07 Nov 2015 09:40am
WINDHOEK, 07 NOV (NAMPA) - The fear of going for prostate cancer tests is the single biggest stumbling block for men's own health. This came to light during a free cancer test day at the Cancer Association of Namibia (CAN) on Wednesday. Despite the invite and encouragement by CAN for journalists both male and female, less than 10 arrived for the free cancer screenings of which only one male opted for a testicular cancer test.
Unlike in the past where the prostate and testicular test were done by literally feeling around the manhood of a patient, times have changed and the test can now be done within five minutes by applying a blood sample to a rapid test. Although the test is not 100 per cent accurate, it is a good indication of weather the man should go for further tests or should not be worried at all.
Only two drops of blood is needed from a prick of a finger, and is mixed with a solution to detect the level of the Prostate Specific Antigen (PSA). PSA is a protein made by the prostate and when its level is abnormally high in the blood, this indicates that cancer is possibly present in the prostate. This test, although not 100 per cent accurate, serves as a good primary toolkit to identify PSA levels and from there, if any abnormally high levels are detected, CAN will refer a person for full blood analysis and the manual prostate examination.
Expression disappointment at men in Namibia, CAN Chief Executive Officer, Rolf Hansen told Nampa this week that mens reluctance to a cancer test is associated with the belief that cancer is only an issue for women because of the prevalence of breast and cervical cancer.

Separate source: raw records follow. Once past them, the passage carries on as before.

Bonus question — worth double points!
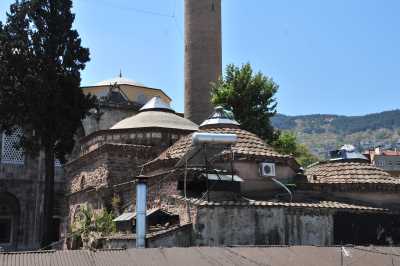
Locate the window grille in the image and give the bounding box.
[54,159,61,167]
[1,128,25,164]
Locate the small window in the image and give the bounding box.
[1,128,25,164]
[0,217,12,244]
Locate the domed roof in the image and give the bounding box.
[95,75,144,87]
[139,96,175,113]
[110,97,198,131]
[155,126,293,160]
[146,107,300,171]
[305,159,400,184]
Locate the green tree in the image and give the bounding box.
[0,0,95,246]
[272,132,318,167]
[211,63,279,143]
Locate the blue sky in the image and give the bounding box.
[0,0,400,115]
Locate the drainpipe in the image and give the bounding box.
[136,176,147,248]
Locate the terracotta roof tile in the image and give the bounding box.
[170,195,390,212]
[305,160,400,184]
[147,127,298,171]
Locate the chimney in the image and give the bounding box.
[136,177,147,248]
[185,0,222,124]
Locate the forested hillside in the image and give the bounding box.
[272,110,400,158]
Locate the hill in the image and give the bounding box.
[272,110,400,158]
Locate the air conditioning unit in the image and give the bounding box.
[259,163,275,177]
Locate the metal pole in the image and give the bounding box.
[203,145,210,201]
[136,178,147,248]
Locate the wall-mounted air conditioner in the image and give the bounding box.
[259,163,275,177]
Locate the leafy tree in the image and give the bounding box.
[0,0,95,246]
[71,207,117,248]
[273,132,318,167]
[211,63,279,142]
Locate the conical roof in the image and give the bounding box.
[140,96,175,112]
[145,107,299,174]
[305,159,400,184]
[200,106,240,128]
[95,75,144,87]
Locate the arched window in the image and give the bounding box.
[1,128,25,164]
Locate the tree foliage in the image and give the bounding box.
[211,63,279,142]
[0,0,95,245]
[273,132,318,167]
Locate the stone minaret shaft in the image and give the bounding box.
[185,0,222,124]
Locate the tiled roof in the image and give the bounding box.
[170,195,390,212]
[0,246,400,266]
[305,160,400,184]
[147,126,298,171]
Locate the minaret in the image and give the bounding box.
[185,0,222,124]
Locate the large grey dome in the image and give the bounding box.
[96,76,144,87]
[110,97,199,131]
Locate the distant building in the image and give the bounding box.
[364,148,400,177]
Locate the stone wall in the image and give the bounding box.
[100,224,193,249]
[0,155,66,251]
[82,107,137,135]
[194,206,333,246]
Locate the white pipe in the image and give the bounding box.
[192,132,237,145]
[136,179,147,248]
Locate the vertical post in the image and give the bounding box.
[136,177,147,248]
[203,147,210,201]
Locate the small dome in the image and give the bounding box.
[96,76,144,87]
[200,106,240,128]
[110,97,198,131]
[305,159,400,184]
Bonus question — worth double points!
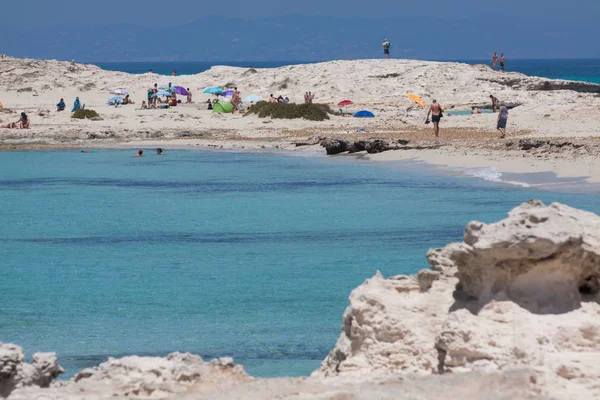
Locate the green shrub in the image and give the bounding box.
[71,110,100,119]
[248,101,332,121]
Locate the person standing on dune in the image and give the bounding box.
[490,94,500,113]
[425,99,443,138]
[381,39,392,60]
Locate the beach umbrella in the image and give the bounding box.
[106,96,123,104]
[354,110,375,118]
[109,88,128,96]
[406,93,425,108]
[173,86,190,96]
[204,87,223,94]
[242,94,262,103]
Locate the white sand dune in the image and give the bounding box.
[0,56,600,180]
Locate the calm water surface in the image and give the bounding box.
[0,151,600,376]
[93,55,600,83]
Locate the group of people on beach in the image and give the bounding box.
[425,94,508,139]
[2,112,31,129]
[143,82,193,110]
[491,52,506,72]
[133,147,165,157]
[269,93,290,104]
[56,97,85,112]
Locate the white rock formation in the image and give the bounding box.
[7,201,600,400]
[0,342,63,398]
[10,353,252,400]
[313,201,600,398]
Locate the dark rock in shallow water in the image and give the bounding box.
[321,139,409,155]
[321,139,350,155]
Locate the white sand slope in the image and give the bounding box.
[0,52,600,139]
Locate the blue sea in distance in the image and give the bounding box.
[93,58,600,83]
[0,150,600,377]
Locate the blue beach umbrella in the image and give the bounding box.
[354,110,375,118]
[204,88,223,94]
[243,94,262,103]
[110,88,128,96]
[106,96,123,104]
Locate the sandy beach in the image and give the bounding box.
[0,56,600,182]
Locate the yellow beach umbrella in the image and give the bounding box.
[406,93,425,108]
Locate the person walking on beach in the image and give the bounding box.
[496,104,508,139]
[381,39,392,60]
[490,94,500,112]
[425,99,443,138]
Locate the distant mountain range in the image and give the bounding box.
[0,15,600,61]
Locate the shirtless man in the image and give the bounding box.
[231,88,240,112]
[490,94,500,112]
[381,39,392,60]
[427,99,443,137]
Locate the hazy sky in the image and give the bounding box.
[2,0,600,29]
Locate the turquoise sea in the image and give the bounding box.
[0,150,600,377]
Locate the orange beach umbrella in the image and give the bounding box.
[406,93,425,108]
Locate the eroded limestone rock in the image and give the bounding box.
[314,201,600,398]
[0,342,63,397]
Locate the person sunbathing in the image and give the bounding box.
[17,112,31,129]
[2,122,19,129]
[123,95,135,105]
[71,97,82,112]
[2,112,31,129]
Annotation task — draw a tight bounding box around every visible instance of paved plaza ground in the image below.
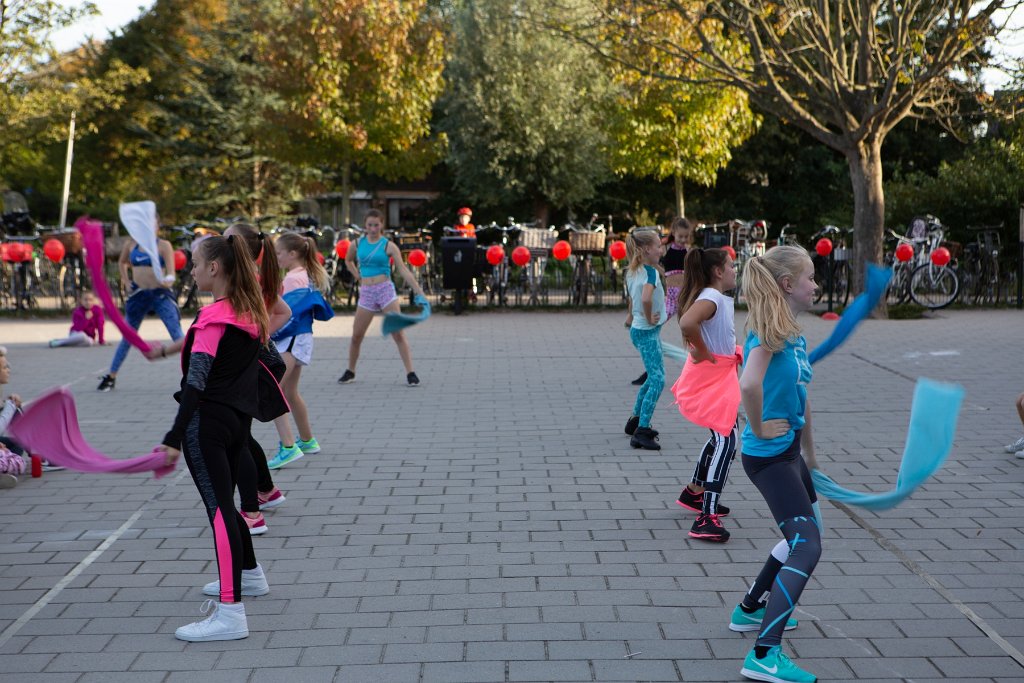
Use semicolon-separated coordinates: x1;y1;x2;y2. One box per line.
0;310;1024;683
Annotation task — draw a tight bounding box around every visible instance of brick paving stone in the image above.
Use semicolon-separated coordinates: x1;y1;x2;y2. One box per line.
6;310;1024;683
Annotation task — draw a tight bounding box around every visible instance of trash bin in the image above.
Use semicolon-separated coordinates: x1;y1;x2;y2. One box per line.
441;238;476;290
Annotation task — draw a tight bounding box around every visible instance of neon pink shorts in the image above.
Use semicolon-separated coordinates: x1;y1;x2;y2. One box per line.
358;280;398;311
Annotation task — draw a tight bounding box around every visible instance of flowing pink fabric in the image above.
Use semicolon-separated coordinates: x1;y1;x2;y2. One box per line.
75;216;152;353
672;346;743;436
7;387;174;478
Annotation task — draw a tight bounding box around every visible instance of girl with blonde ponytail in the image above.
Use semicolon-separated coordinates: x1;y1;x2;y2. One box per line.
729;246;821;681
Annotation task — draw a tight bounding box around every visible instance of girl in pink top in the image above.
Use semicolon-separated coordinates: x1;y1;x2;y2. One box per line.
50;291;106;348
672;249;740;543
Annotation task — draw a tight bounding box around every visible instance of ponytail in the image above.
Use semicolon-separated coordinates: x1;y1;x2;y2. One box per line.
743;245;812;353
676;248;729;317
199;234;270;343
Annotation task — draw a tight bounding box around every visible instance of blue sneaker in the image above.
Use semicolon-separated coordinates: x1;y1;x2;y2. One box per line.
295;436;319;456
739;645;818;683
729;605;799;633
266;443;306;470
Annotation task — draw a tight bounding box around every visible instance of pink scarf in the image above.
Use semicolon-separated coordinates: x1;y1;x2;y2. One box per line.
7;387;174;478
75;216;152;353
672;346;743;435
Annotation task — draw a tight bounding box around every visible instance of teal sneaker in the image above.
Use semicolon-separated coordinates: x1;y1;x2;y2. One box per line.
266;443;306;470
295;436;319;456
739;645;818;683
729;605;799;633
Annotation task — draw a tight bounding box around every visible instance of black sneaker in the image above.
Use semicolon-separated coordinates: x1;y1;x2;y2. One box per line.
676;486;729;517
690;515;729;543
630;427;662;451
626;415;640;436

Nampa spoke to some female journalists who attended the open day at the CAN and asked them why they think men are so reluctant to go for prostate and testicular cancer tests.
Apart from commending the media for sharing health stories, Anna Shinana from the Namibian Sun said, Government needs to get on board. Government and institutions such as CAN should also be more involved in informing people about health issues.
On why men are reluctant to for cancer testing, she said many still believe it is a women's disease adding they should move away from that theory.
Radio newsreader from 99FM, Maggy Forcelledo told this agency it is more about pride.
I will not necessarily say they (men) are scared of this kind of test but I think the problem is pride and ignorance.
She said this mentality is keeping them away from an important thing, their health, and men should be encouraged to talk more about health issues as to feel comfortable with the status of their health.
The only man present for a free cancer screening, Sibongile Tshabalala from 99FM, aired the fear of losing his manhood as well as the cultural responsibility of having children.
You can only do better if you know better and the only way to do better is to get tested.
Manhood is the manhood and the perception of losing your manhood or something being wrong with your equipment would have you question weather you are still seen as a man,' he said.
To solve the problem and encourage men to go for the test, Tshabalala said everybody should talk about prostate and testicular cancer and encourage friends to go for the test and be prepared.
The CAN will again conduct men's cancer screenings on the 11th, 19th and 25th November at the cost of N.dollar 50.00.
As from 2016 men can go for screening every first Tuesday of the month for N.Dollar 50.00.
Some of the symptoms of possible prostate cancer are problems with erections, slow or continuous urinating, and or blood in the semen.
Since November is men's cancer awareness month, CAN embarked on various projects to sensitize men and encourage them to go for tests. Another initiative is the Movember project. Movember is a blend of the letters 'mo' in moustache and 'vember' in 'November'. The campaign is held annually and involves men growing moustaches and beards during the month of November to raise awareness of men's health issues, such as depression in men, prostate cancer, testicular cancer and other male cancers.